Zanzibar is a semi-autonomous archipelago off the coast of Tanzania. Zanzibar and Pemba, its sister island, have a reputation for their spices. Spice farm tours are conducted for travelers to Tanzania. Tourists learn the origins and history of the spices produced in Zanzibar, their culinary and medicinal properties, and the traditional local uses. They also get to sample some delicious local dishes and a tasty “Tea Masala”. Natives and foreign students are invited to enroll at the Kizimbani Agricultural Training Institute of Zanzibar to learn even more via an internship or a volunteer project.  Mr. Garu played an integral role in promoting and developing these tours and training courses.
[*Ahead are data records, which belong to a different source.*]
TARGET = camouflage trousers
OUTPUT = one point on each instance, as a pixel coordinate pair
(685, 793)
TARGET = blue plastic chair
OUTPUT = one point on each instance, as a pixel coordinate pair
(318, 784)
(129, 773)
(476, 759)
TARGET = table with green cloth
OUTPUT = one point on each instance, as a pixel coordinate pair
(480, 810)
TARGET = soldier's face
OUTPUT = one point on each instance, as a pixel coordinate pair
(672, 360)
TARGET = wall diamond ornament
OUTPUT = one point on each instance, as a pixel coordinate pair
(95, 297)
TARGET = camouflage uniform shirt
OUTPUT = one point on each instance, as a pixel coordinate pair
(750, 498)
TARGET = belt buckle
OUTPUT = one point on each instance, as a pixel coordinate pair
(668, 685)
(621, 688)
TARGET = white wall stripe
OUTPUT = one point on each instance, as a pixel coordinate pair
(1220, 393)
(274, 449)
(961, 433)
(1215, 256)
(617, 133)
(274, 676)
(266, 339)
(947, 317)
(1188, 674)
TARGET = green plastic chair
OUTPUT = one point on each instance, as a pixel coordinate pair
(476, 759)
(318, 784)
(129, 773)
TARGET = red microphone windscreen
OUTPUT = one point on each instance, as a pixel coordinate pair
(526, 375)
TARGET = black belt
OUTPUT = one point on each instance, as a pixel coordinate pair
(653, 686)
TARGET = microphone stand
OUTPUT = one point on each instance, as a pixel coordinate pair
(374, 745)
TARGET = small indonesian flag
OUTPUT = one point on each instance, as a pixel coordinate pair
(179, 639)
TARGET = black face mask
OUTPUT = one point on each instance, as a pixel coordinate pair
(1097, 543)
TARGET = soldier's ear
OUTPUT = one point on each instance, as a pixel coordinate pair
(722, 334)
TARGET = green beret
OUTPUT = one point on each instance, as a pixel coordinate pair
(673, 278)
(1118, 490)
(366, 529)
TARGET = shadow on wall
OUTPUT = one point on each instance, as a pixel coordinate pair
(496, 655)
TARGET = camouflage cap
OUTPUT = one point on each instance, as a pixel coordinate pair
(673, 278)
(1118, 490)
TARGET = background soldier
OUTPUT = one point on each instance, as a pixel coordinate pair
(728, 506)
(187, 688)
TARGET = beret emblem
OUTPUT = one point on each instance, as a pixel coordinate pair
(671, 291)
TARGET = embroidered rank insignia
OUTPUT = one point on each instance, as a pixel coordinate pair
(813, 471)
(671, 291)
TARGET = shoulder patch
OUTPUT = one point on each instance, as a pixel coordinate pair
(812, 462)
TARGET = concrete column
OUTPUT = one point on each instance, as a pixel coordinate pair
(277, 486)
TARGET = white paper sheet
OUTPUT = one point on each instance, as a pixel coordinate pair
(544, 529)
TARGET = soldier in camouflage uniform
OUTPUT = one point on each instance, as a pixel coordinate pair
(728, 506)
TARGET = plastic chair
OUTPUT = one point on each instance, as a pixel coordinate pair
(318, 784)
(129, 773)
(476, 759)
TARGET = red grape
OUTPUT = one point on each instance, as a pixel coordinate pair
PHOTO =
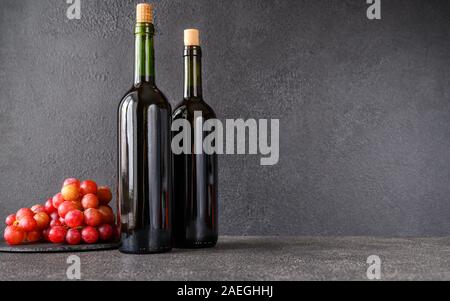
(55, 222)
(71, 181)
(71, 192)
(34, 236)
(42, 220)
(73, 237)
(13, 235)
(24, 212)
(57, 200)
(104, 195)
(45, 234)
(57, 234)
(10, 219)
(78, 205)
(89, 201)
(89, 235)
(38, 208)
(27, 223)
(107, 214)
(49, 208)
(54, 215)
(66, 207)
(106, 232)
(74, 218)
(92, 217)
(88, 186)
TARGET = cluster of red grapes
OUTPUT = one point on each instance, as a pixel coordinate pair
(79, 213)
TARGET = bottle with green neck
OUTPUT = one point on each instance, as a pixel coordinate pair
(195, 171)
(144, 155)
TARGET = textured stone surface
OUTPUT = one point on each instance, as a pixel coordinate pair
(251, 258)
(364, 106)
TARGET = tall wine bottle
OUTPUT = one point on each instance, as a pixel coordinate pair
(144, 155)
(195, 173)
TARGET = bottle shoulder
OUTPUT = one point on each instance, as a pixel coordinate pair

Image credit: Spice farm, Zanzibar by Mark, on Flickr

The organization founded by Mr. Garu was mentioned in the 2013 write-up as “Zanzibar Organic Spice Products”. It is currently operating under the name “Zanzibar Organic Spice Growers (ZOSG)”, and also recognized by the name “Zanzibar Spices & Heritage Centre”. Mzee Foum Garu combined his experience, knowledge and skills for farming spices with several other small-scale farmers and they grow a wide range of cash crops. In addition to spices (cardamom, vanilla, betel nut, turmeric, cinnamon, curry leaves and nutmeg), they cultivate many tropical fruits and vegetables (such as hairy litchi, durian and jack fruit), and plants and trees (such as moringa, the henna plant, and the lipstick tree). There is a growing European market for these food products cultivated by the zanzibari farmers.

Image credit: Zanzibar Spices & Heritage Centre

The article that inspired this post was dated 2013, however, Foum Ali Garu began his work in the 90s. It's great to read that Garu's success has continued and that other local farmers are also benefitting from the agricultural initiatives he started and the entire region is profiting.

Interesting Food History: The first spices plantations were established by the Oman Sultan Sayid Sa’id in the 19th century.  ~  "Seyyid Said." Encyclopedia of World Biography. . Encyclopedia.com. 16 Oct. 2017 <http://www.encyclopedia.com>.                     

Ingredients in this spice mound: 
Coriander, mustard, fennel, turmeric, cumin, sweet paprika, cinnamon, ginger, cardamom, brown sugar, cayenne pepper, black pepper, cloves and white pepper.